By Tyler Durden
Everyone knows that for the better part of the past year Apple, Inc. (“AAPL”, or “The Company”) was the world’s biggest company by market cap, with Exxon finally regaining that title on Friday, following AAPL’s latest price drop in the aftermath of its disappointing earnings. Most know that AAPL aggressively uses all legal tax loopholes to pay as little State and Federal tax as possible, despite being one of the world’s most profitable companies.
Many also know, courtesy of our exclusive from September, that Apple also is the holding company for Braeburn Capital: a firm which with a few exceptions (Bridgewater; JPM’s CIO prop trading desk) also happens to be one of the world’s largest hedge funds, whose function is to manage Apple’s massive cash hoard, with virtually zero requirements, and whose obligation is to make sure that AAPL’s cash gets laundered legally and efficiently in a way that complies with prerogative #1: avoid paying taxes.
What few if any know, is that as part of its cash management obligations, Braeburn, and AAPL by extension,has conducted a mindboggling $600 billion worth of gross notional trades in just the past four years, consisting of buying and selling assorted unknown securities, or some $250 billion in 2012 alone: a grand total which represents some $1 billion per working day on average, and which puts the net turnover of some 99% of all hedge funds to shame!
Finally, what nobody knows, except for the recipients of course, is just how much in trade commissions AAPL has paid over the past four years on these hundreds of billions in trades to the brokering banks, many (or maybe all) of which may have found this commission revenue facilitating AAPL having a “Buy” recommendation: a rating shared by 52, or 83% of the raters, despite the company’s wiping out of one year in capital gains in a few short months.

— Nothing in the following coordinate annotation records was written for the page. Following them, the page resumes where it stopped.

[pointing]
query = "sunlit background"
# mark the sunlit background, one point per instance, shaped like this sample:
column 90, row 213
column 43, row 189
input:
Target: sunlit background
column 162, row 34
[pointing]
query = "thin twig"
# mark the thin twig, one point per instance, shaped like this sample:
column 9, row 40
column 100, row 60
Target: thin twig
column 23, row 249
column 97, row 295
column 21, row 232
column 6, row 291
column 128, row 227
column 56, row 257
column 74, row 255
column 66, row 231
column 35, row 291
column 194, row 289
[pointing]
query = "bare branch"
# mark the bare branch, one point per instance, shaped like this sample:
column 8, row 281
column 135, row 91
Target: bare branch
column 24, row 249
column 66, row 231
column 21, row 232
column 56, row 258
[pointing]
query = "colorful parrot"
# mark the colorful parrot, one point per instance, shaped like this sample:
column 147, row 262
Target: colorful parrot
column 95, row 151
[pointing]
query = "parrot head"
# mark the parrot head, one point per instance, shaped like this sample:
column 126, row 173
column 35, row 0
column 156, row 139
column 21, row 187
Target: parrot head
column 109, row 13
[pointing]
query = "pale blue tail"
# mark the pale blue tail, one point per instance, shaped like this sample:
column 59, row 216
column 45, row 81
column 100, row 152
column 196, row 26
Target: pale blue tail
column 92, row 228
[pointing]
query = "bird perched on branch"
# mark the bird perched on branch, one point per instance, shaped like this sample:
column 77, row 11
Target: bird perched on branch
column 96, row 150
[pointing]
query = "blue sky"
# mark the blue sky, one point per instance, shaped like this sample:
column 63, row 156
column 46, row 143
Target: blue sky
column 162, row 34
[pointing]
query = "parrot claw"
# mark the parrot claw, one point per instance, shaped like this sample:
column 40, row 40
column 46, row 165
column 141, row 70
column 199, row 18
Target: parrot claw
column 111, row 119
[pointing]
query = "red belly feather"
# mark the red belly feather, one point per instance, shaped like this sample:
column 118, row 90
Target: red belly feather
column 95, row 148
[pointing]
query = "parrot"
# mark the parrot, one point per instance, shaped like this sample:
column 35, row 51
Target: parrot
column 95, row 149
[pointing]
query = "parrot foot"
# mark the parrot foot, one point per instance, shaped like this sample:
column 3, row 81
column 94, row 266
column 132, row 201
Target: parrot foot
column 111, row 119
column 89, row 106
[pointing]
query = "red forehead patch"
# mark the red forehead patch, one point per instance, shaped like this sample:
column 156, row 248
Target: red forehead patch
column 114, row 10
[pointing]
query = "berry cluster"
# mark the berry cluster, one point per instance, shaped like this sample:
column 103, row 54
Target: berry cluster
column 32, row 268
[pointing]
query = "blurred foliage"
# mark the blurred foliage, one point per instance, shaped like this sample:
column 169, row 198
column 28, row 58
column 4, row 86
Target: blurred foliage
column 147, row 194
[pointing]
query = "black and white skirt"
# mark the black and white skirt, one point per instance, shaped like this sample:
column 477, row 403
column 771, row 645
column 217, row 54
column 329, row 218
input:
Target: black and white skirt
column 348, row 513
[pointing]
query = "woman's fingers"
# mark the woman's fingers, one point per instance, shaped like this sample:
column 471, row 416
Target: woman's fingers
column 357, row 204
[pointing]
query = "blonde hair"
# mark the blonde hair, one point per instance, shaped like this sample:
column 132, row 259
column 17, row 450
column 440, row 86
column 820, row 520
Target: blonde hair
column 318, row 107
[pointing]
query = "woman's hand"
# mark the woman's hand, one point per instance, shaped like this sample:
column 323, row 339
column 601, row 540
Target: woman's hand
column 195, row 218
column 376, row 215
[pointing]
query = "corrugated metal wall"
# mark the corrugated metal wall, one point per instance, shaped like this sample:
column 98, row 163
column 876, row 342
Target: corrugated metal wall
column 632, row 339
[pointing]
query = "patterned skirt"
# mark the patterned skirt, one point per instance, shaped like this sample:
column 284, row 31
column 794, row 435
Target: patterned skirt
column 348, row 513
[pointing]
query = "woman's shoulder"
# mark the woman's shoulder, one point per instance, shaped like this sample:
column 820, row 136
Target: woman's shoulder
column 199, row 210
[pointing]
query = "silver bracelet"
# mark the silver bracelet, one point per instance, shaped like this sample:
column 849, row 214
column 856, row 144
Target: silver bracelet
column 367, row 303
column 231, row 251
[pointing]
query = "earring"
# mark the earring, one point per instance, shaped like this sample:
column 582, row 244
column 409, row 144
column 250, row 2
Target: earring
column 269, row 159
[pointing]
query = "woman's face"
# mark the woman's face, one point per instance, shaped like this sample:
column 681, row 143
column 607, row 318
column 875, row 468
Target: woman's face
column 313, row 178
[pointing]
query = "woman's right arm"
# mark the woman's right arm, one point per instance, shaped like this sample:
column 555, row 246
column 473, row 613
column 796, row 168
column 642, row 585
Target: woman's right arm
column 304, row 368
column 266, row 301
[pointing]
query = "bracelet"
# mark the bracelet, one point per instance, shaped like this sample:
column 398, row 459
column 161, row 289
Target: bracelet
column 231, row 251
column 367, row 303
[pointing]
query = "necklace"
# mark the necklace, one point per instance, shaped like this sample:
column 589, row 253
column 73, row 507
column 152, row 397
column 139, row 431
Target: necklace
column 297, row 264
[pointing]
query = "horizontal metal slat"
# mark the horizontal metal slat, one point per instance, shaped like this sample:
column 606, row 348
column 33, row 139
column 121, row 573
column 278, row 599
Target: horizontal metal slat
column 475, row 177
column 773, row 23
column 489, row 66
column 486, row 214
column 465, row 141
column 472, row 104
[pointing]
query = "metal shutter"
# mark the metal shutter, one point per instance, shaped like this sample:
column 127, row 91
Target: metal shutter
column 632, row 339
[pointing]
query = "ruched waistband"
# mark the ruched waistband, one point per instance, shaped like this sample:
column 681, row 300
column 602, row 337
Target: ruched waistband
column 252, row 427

The Perfectly Legal Tax Evasion Scheme
Apple’s massive cash hoard is something that gets its 15 minutes of fame each and every quarter, because for now at least, it keeps growing and growing and growing. However, that is not exactly correct. In fact, the company’s cash and cash equivalents at December 31, 2012 is just $16.2 billion: barely $9 billion more than it was 4 years ago, on December 31, 2008. Where the bulk of AAPL’s profits are kept, however, is not in cash and equivalents, but in various undisclosed short- and long-term securities.